Dolor

El dolor es una emoción muy de adentro, aflora cuando sentimos que aquello que amamos, se va para siempre… y nos deja una herida en la cien, que baja hasta nuestras lágrimas, rompiendo los hilos del tiempo y regando de incomodos sentimientos, los umbrales de un mundo que se pone gris y se llena de escuelas abandonadas y salas frías y lápices rotos… Aún están llorando las aulas vacías, donde la tiza y el pizarrón construían nuevas vidas.

Hay un dolor que se produce en el centro del corazón, que no se puede detener, que fluirá por un tiempo indeterminado y va transformando nuestro corazón en embarcaciones que enfrenta a las mareas más inteligentes, pero que nos hace naufragar igual en el intenso mar de nuestras pasiones, que se habían comprometido con las estrellas, en esos atardeceres rojos de nuestra juventud.

El dolor gatilla la tristeza y también la soledad. En la mira de esos sentimientos hay un colchón de nubes que el tiempo va creando con el pasar de los años y van cuajando historias y se va llenando de humo nuestra corteza cerebral, al punto que no somos ya capaces de saber qué somos… Pero en los escenarios monumentales del dolor, donde un glaciar de abatimiento nos inunda hasta el entrepiso de nuestros cerebros, la congoja no hace sinapsis y navegando a la deriva, solo respiramos por los orificios de la subsistencia.

El dolor, es una forma de defender nuestras almas y nos sirve para refugiarnos y creer que nuestro ego está a salvo. El dolor, es también un educador feroz, porque nos sitúa en un espacio de los afectos que nunca aprenden la lección y vagamos como emisarios del otoño apagando los colores del verán, hasta que un amarillo furioso muere a los pies de un árbol roto por la angustia.

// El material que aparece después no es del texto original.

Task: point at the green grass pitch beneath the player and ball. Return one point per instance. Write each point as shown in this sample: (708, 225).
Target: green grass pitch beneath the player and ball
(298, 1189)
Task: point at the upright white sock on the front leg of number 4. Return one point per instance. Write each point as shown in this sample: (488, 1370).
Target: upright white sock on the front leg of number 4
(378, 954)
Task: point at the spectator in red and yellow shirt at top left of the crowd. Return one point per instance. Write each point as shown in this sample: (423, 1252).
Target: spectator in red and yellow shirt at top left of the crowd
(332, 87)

El dolor punza la piel y desahoga el río de lágrimas, que tenemos todos adentro, un río, que a veces, no nos ahoga y no nos deja vivir; que nos arrastra sin control hacia un desconocido paramo, donde poco a poco, nos reinventamos, tejiendo a nuestro alrededor una coraza muy dura y potente.

Con una mascarada de respuestas vagas, caminamos el sendero de las heridas del alma; de los huesos rotos; de los quebrados pasadizos de nuestro ser, que despojado de sus afanes naturales, convaleciente luce las tristes gasas de las heridas mortales del tiempo.

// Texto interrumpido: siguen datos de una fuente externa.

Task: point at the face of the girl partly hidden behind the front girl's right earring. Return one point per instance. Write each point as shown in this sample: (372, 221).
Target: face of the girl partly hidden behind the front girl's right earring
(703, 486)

El dolor proviene de fuentes diferentes. Hay dolores que proceden de traumas violentos, que se pueden atenuar con la ayuda externa. Otros dolores, que vienen de frustraciones y expectativas, que no se cumplen. Dolores que son causados por nosotros mismos, que dejan una huella, pero que de un día para otro, huyen sin que nos demos cuenta.

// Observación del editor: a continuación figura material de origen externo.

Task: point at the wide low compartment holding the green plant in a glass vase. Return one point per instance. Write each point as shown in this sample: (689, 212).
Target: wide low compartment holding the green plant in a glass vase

Pero hay dolores, tan profundos, que no existe una medicina que la pueda aminorar. Esos dolores son muy particulares y tienen que ver con la forma en que decidimos amar y hasta donde decidimos subir en nuestras relaciones humanas. Mientras más intenso es ese amor, más dolor acumulamos en nosotros.

Tarde o temprano, conocemos sus alcances, aunque las promesas sean selladas con sangre, el dolor aflora como un estigma de quien vive profundamente la vida y de un día para otro decide dar un salto en el tiempo y sobrevivir el sueño roto y amenazado por las claridades de los días se sumerge en las oscuras ventanas del tiempo, solo y sin los arrestos de vida que nos da la mañana.